The project is one of the first to be funded by the ASU Presidents Intellectual Fusion fund. This endowed fund is supported by two recent gifts totaling $22 million, and is used to make seed investments in research areas that push the boundaries of traditional academic disciplines.
Funding for the biohydrogen project ($2.5 million over five years) is being administered through the Global Institute of Sustainability, which, with ASUs School of Sustainability has the goals of researching new, environmentally friendly technologies and educating students on sustainability.
ASUs biohydrogen project aims to harness the energy in sunlight using microbial photosynthesis to produce hydrogen. A second part of this project is to convert waste materials from the initial process to produce even more hydrogen.

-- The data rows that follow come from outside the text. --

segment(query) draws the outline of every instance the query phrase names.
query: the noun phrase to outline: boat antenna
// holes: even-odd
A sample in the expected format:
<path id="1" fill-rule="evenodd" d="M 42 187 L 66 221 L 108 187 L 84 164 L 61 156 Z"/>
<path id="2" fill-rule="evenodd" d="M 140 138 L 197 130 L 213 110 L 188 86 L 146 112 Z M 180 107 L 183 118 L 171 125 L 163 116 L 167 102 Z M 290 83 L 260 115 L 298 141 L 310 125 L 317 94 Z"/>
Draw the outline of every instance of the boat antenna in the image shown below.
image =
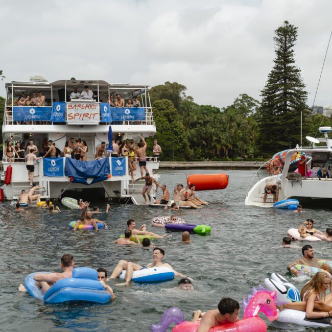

Hydrogen is the purest fuel you can think of, said microbiologist Willem Wim Vermaas, a professor in ASUs School of Life Sciences and the lead investigator on the project. It generates energy without releasing CO2 into the atmosphere. It is the ultimate clean energy technology because you are splitting water to make the hydrogen. If you burn the hydrogen, you get water back. In essence, with our process you are converting solar energy into a clean fuel.
Of course, he adds, there are many challenges to making this process work efficiently.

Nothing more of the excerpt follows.